Scaling problem using Triton server and RTSP Multi-stream

• GPU RTX 3060
• DeepStream Version 6.4
• NVIDIA-SMI 535.161.07 Driver Version: 535.161.07 CUDA Version: 12.2

I’m running multi-stream RTSP tests with a separate Triton server and gRPC.

By increasing the number of streams to 4 (using sample deepstream-rtsp-in-rtsp-out), I can’t get real-time results. The time displayed on the RTSP output lags behind the time displayed on the original camera stream. Here’s an image of the result:

I’ve noticed that the delays are growing somewhat randomly.

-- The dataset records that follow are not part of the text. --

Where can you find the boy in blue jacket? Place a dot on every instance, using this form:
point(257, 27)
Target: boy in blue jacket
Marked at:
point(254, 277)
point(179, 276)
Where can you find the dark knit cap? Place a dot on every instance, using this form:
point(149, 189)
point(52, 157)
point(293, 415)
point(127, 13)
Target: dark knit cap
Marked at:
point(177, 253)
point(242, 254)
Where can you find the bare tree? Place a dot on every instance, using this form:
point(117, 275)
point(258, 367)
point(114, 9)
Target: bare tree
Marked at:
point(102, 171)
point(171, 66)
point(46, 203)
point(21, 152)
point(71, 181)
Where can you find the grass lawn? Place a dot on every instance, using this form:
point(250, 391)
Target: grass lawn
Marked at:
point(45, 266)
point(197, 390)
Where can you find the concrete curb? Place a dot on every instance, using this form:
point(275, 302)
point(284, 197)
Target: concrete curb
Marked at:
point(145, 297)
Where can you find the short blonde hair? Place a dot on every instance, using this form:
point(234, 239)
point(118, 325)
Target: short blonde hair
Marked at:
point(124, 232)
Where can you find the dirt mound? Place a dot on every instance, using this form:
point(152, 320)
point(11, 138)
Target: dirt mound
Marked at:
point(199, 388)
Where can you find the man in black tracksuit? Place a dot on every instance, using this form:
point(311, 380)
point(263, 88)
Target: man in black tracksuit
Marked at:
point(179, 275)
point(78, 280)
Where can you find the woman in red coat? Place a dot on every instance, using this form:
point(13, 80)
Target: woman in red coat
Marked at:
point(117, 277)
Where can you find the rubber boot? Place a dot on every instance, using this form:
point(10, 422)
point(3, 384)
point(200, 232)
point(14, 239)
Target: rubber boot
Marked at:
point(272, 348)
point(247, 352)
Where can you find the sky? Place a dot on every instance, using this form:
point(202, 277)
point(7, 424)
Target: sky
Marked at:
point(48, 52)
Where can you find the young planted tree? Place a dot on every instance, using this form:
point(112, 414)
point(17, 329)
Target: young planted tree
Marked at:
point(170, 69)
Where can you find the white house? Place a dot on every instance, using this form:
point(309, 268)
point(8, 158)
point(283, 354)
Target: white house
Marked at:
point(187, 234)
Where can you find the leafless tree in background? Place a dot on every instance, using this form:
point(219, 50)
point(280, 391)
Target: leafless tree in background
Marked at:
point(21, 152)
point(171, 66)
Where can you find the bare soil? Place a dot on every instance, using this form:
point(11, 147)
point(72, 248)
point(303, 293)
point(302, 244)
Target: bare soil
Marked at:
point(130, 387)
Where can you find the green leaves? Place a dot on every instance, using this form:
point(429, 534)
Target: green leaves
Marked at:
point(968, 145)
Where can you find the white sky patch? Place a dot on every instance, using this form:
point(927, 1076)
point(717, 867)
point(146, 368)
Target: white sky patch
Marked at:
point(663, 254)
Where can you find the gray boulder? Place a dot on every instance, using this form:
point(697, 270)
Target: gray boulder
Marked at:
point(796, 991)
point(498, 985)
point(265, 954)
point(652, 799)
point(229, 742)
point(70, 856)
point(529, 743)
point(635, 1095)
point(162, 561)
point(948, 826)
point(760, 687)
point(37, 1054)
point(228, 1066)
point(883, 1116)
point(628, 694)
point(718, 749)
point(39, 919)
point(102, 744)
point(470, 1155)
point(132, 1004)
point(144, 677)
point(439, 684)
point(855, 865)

There can be a delay of up to 4-5 minutes.

None of my hardware components seem to be overloaded (CPU OK, RAM OK, GPU 2GB used while 6 are available).

Could you explain to me why this scaling problem?

Here are the steps to reproduce :

  1. Download folder with files
    triton_model_repo.zip (7.8 MB)

  2. Create network

docker network create ds-network
  1. Start triton server (update triton_model_repo volume path) in CONTAINER 1
docker run --gpus '"'device=0'"' -it --rm -v /tmp/.X11-unix:/tmp/.X11-unix -e DISPLAY=$DISPLAY -v ~/Downloads/triton_model_repo:/models --net=ds-network --hostname=triton-server nvcr.io/nvidia/deepstream:6.4-gc-triton-devel tritonserver --model-repository=/models
  1. Start CONTAINER 2 and prepare environment :
xhost +
docker run --gpus all -it --rm --privileged -v /tmp/.X11-unix:/tmp/.X11-unix -v ~/Downloads/triton_model_repo:/models -e DISPLAY=$DISPLAY -w /opt/nvidia/deepstream/deepstream-6.4 --net=ds-network nvcr.io/nvidia/deepstream:6.4-gc-triton-devel 
./user_deepstream_python_apps_install.sh --build-bindings -r master && cp /models/people_nvidia_detector/dstest1_pgie_inferserver_config.txt /models/people_nvidia_detector/labels.txt sources/deepstream_python_apps/apps/deepstream-rtsp-in-rtsp-out/ && cd sources/deepstream_python_apps/apps/deepstream-rtsp-in-rtsp-out/
  1. Run sample in CONTAINER 2 with multiple RTSP streams:
python3 deepstream_test1_rtsp_in_rtsp_out.py -i rtsp://1 rtsp://2 rtsp://3 rtsp://4 -g nvinferserver

It may be affected by the following aspects.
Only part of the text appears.